“What is that?” I point to an orange sponge on the screen. The Urologist doesn’t say a word. She no longer seems interested in showing me the path of the Cystoscope or explaining the noninvasive procedure. Her mouth is covered by her mask but I can see the distress in her eyes. I lean back and stare at the ceiling. After two miscarriages and the discovery of two disorders, I have learned a very important lesson: There’s a problem when doctors stop answering your questions. She removes her gloves and mask while the nurse sits me up. I wait.
The urologist softly says, “I’ve seen these many times and I’m afraid it’s a tumor.” Did she say tumor? I wonder what that means. I immediately ask, “Do I have cancer?” The doctor takes a deep breath and confirms my worst fear. “Traci, I know you have received a lot of bad news the past few months and I can’t imagine what you’re going through. Please take your time getting ready and come see me in my office. We really need to schedule a procedure to remove the tumor as soon as we can.”
With tears in my eyes and a shaking hand I call my husband. He can’t be with me; he’s sitting on an airplane holding the weekend itinerary for a group of congressmen flying to Fort Polk, Louisiana. Over the phone my husband helplessly listens as the doctor says, “While we need to get a Histopathologist to confirm the diagnosis with a biopsy report, I want you and your wife to understand there is a high likelihood she has cancer.”
In May of 2015, at the age of 28, I was diagnosed with bladder cancer.

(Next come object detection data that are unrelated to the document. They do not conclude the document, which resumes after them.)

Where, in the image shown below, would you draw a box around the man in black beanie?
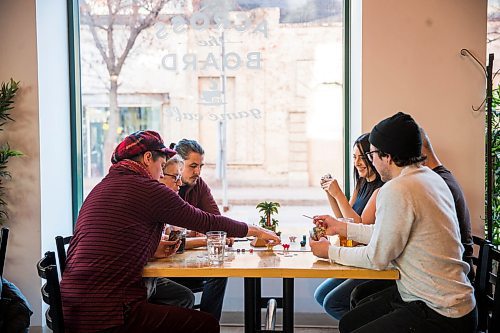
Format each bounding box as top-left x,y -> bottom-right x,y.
311,112 -> 477,333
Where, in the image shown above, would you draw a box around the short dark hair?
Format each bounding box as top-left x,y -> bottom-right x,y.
170,139 -> 205,160
377,150 -> 427,168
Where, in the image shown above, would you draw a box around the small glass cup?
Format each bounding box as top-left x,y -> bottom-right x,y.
206,231 -> 226,265
337,217 -> 354,247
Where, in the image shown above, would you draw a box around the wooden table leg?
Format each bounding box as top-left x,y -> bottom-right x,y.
283,278 -> 294,333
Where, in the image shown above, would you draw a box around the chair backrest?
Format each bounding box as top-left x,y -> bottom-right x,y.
56,236 -> 73,276
0,227 -> 9,276
36,251 -> 64,333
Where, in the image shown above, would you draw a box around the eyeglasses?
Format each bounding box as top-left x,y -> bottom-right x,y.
163,173 -> 182,183
365,150 -> 380,162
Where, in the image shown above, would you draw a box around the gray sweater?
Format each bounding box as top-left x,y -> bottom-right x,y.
329,166 -> 475,318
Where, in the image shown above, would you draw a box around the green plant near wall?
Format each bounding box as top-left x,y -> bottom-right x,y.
0,79 -> 22,224
491,85 -> 500,245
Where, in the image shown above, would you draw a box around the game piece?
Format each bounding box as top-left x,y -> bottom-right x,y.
300,235 -> 306,247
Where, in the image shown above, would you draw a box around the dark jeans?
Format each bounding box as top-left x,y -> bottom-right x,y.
171,278 -> 227,320
339,286 -> 477,333
103,302 -> 220,333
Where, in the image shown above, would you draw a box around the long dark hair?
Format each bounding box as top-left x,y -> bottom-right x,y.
353,133 -> 380,187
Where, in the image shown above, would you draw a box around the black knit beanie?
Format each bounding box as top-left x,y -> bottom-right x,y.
369,112 -> 422,159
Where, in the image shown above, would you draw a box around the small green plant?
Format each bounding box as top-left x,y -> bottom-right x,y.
255,201 -> 280,232
0,79 -> 22,224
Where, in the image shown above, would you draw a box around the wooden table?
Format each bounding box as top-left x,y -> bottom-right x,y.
143,242 -> 399,333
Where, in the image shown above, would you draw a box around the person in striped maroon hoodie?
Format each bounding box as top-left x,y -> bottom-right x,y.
61,131 -> 279,333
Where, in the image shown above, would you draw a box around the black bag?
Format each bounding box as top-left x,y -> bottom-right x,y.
0,278 -> 33,333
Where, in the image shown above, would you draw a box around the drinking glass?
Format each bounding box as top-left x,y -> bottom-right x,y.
206,231 -> 226,265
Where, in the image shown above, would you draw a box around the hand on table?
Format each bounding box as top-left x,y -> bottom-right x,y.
313,215 -> 347,236
309,237 -> 330,259
153,239 -> 181,258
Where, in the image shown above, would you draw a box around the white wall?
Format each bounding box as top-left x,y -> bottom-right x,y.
0,0 -> 72,326
0,0 -> 41,324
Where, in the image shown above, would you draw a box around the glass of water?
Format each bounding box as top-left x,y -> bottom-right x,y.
206,231 -> 226,265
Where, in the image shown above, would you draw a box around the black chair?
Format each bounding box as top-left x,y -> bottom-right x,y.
56,236 -> 73,276
0,227 -> 9,276
471,236 -> 491,332
36,251 -> 64,333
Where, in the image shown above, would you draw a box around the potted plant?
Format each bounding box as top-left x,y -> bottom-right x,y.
0,79 -> 22,224
255,201 -> 281,235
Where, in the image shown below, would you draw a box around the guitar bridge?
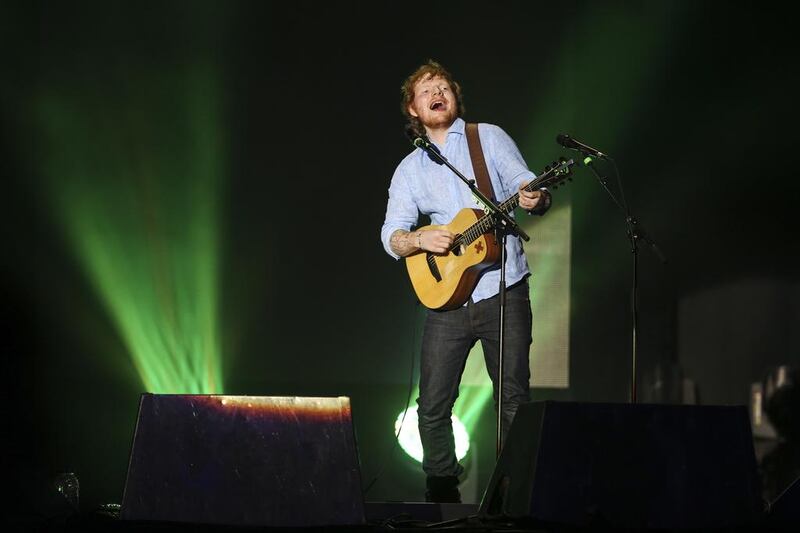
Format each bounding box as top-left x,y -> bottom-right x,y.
425,254 -> 442,282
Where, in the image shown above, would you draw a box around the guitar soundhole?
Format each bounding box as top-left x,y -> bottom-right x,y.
425,254 -> 442,281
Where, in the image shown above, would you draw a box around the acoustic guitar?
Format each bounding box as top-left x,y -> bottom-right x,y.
406,158 -> 574,310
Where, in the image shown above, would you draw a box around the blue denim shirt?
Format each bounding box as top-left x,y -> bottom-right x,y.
381,118 -> 535,302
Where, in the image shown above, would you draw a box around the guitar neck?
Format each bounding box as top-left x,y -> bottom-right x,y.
460,171 -> 552,247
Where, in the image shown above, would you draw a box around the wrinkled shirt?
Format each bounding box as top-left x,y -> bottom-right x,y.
381,118 -> 535,302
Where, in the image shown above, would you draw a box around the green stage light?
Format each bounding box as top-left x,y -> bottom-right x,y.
394,406 -> 469,463
38,67 -> 224,394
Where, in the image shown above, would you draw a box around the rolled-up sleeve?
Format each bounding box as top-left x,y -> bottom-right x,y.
381,165 -> 419,259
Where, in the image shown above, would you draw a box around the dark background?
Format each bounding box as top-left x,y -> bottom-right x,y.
0,1 -> 800,513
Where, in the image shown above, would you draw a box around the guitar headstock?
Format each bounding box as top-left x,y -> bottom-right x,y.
536,157 -> 575,189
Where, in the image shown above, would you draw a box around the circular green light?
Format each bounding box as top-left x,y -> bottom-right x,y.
394,406 -> 469,463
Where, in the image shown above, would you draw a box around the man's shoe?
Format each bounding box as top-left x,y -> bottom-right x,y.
425,476 -> 461,503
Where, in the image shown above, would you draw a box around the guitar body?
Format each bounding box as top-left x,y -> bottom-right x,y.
406,209 -> 501,310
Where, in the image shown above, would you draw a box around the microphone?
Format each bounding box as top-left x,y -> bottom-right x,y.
405,124 -> 444,165
556,133 -> 609,159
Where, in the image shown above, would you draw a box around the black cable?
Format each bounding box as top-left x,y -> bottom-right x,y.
364,300 -> 419,496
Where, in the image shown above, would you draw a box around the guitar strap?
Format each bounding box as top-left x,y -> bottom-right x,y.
465,123 -> 496,201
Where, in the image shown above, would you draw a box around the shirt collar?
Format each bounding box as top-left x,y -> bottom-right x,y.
447,117 -> 466,135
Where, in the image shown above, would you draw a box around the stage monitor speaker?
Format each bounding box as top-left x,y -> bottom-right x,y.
768,478 -> 800,531
480,401 -> 763,530
121,394 -> 364,527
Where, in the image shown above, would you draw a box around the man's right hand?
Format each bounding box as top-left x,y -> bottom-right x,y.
415,229 -> 456,254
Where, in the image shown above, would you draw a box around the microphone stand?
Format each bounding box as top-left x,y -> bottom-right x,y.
578,155 -> 667,403
412,136 -> 530,458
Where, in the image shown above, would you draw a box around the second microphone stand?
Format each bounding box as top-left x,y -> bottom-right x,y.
583,153 -> 667,403
412,136 -> 530,457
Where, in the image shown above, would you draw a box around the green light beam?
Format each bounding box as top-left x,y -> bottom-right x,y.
38,64 -> 224,394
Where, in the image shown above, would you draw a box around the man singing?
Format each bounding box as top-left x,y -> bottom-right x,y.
381,61 -> 550,502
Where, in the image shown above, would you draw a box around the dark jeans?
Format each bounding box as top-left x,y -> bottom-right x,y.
417,279 -> 531,476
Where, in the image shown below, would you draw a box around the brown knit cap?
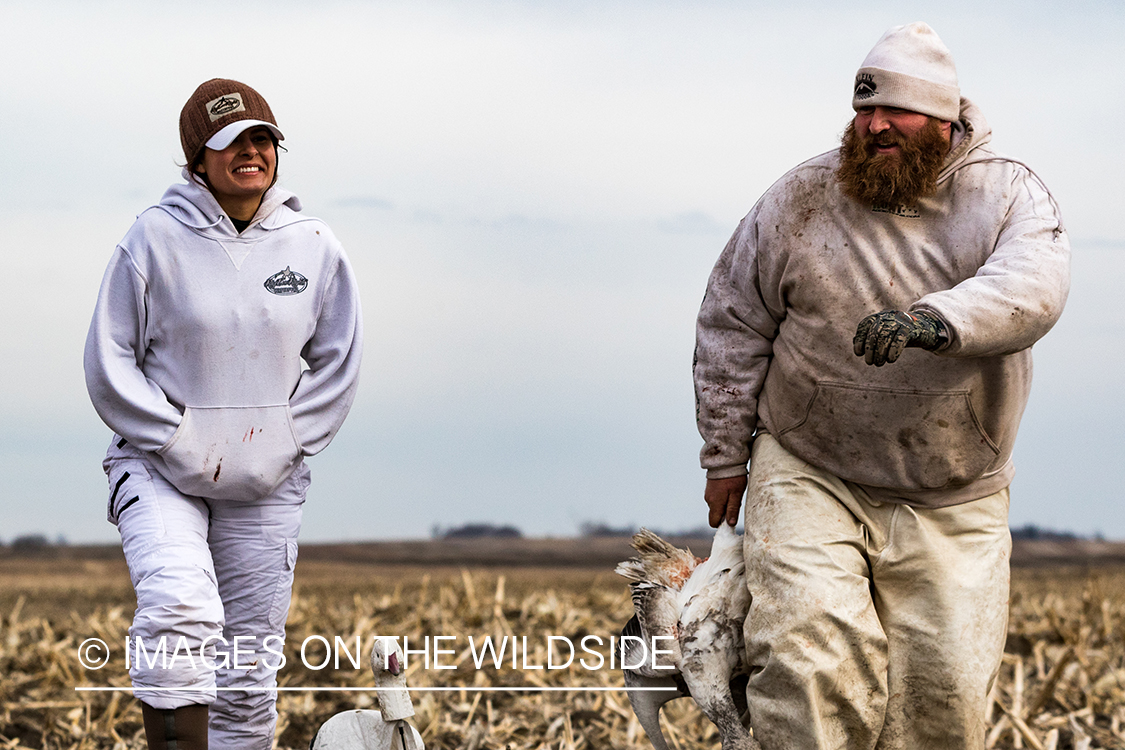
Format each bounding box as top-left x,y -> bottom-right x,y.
180,78 -> 285,164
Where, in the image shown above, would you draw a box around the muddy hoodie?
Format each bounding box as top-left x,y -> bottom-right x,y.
84,175 -> 361,500
694,99 -> 1069,506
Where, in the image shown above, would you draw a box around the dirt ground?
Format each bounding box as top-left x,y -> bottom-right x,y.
0,537 -> 1125,750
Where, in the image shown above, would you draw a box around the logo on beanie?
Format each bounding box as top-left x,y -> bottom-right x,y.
264,265 -> 308,297
206,92 -> 246,123
855,73 -> 876,99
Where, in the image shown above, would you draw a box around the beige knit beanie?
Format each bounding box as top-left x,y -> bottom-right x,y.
852,21 -> 961,121
180,78 -> 285,164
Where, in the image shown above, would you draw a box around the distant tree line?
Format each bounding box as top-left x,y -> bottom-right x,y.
430,523 -> 523,539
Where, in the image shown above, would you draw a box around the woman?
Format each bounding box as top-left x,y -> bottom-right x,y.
84,79 -> 361,750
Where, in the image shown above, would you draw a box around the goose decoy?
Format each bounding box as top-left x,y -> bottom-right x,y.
617,524 -> 761,750
308,636 -> 425,750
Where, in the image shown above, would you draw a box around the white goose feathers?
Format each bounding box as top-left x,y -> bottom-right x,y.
309,636 -> 425,750
617,524 -> 759,750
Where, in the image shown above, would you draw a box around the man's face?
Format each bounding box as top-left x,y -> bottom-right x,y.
854,107 -> 952,154
837,107 -> 952,207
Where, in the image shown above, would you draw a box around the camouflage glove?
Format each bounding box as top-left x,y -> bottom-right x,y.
852,310 -> 948,368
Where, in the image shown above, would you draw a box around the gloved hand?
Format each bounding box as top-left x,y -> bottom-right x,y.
852,310 -> 947,368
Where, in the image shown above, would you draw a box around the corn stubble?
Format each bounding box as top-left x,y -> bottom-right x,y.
0,562 -> 1125,750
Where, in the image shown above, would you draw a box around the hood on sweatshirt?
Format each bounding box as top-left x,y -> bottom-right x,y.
155,168 -> 302,237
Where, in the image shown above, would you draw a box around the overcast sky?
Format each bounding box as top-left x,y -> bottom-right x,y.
0,0 -> 1125,542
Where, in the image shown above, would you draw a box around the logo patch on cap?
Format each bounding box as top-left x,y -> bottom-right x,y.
207,92 -> 246,123
264,265 -> 308,297
855,73 -> 878,99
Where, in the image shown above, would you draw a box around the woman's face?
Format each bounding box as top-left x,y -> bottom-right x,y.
196,127 -> 278,205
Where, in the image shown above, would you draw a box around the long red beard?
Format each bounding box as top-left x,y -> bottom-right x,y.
836,118 -> 950,207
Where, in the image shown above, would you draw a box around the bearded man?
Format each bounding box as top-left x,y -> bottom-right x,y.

Before my cancer diagnosis, I was grieving the loss of two pregnancies. At my first prenatal assessment in October of 2014, I excitedly pointed to another monitor, another mass on a screen. This time it was a beautiful peanut. “Is that my baby?” The doctor’s smile turned flat after the measurements revealed the embryo was two weeks behind on development. Going into that appointment I had already planned the Thanksgiving baby reveal. A bun in the oven. Instead of a thoughtful congratulations I heard, “I’m sorry but there is no heartbeat. Your baby is gone.”
A few months later, the day after my best friend’s baby shower, I woke up with blood. I was faced with the same horrible news except this time it was on a Sunday before church. This time, it was in the ER with a stranger. This time, my husband cried too. After the second miscarriage a string of tests revealed a chromosome disorder (Robertsonian translocation) and a blood clotting disorder (Factor V Leiden).
In the midst of physical suffering and loss, I felt abandoned, embarrassed, and broken.
What I Learned
My cancer and miscarriages taught me that feelings of abandonment, embarrassment, and brokenness can be overcome with God’s help. I learned that suffering isn’t an indication that God doesn’t love me. I also learned that a lack of suffering isn’t an indication of God’s favor either. Each one of us faces trials and temptations – it’s not a matter of if it’s a matter of when.
My greatest season of suffering became my greatest season of faith as I experienced firsthand that –
I wasn’t abandoned – God was with me.
On the drive home from my cancer diagnosis I had never felt so alone. But God was with me. I ran into a church friend in a parking lot – and she shared her entire infertility story with me. It was the comfort I needed and God used her words to lift me up.
Remember that God is near.
Psalm 34:18 “The Lord is close to the brokenhearted and saves those who are crushed in spirit.”
I shouldn’t be embarrassed – God loves me.
I felt God’s love for me as he replaced my anxiety with truth. The more I read scripture, the more I realized that my life is secure in his hands – no matter how long or short that may be. No matter how difficult or easy the road, I realized God could use my suffering to bring him glory.
Remember God has plans for you.
Romans 8:28 “And we know that for those who love God all things work together for good, for those who are called according to his purpose.”
It’s ok to be broken – God uses broken people
It was so comforting to read over and over in scripture that God uses broken people. He uses people who feel like failures – over and over again. Mary Magdalene was a prostitute, Peter denied Christ, Sarai didn’t believe God could give her a child in her old age, David committed adultery, and this list goes on and on.
Ask the Holy Spirit to fulfill God’s purpose for your life – even in the midst of your brokenness.
2 Timothy 1:7 “For the Spirit God gave us does not make us timid, but gives us power, love and self-discipline.”
I read a great quote from Extravagant Grace: God’s Glory Displayed in Our Weakness that says, “We cannot change our own hearts, but neither can we resist the change that God is determined to accomplish in us.”
You see, this power of love and self-discipline are not things I needed to come up with on my own. The Holy Spirit was with me every step of the way because God hears sinners like me, broken people like me, those who just want to trust Him like me. When I finally turned my focus away from my suffering back to God – that’s when things started to change. My feelings of abandonment, embarrassment and brokenness were met with the promises of God as I read scripture and turned to him. My greatest season of suffering became an invitation to deepen my faith in the one true God.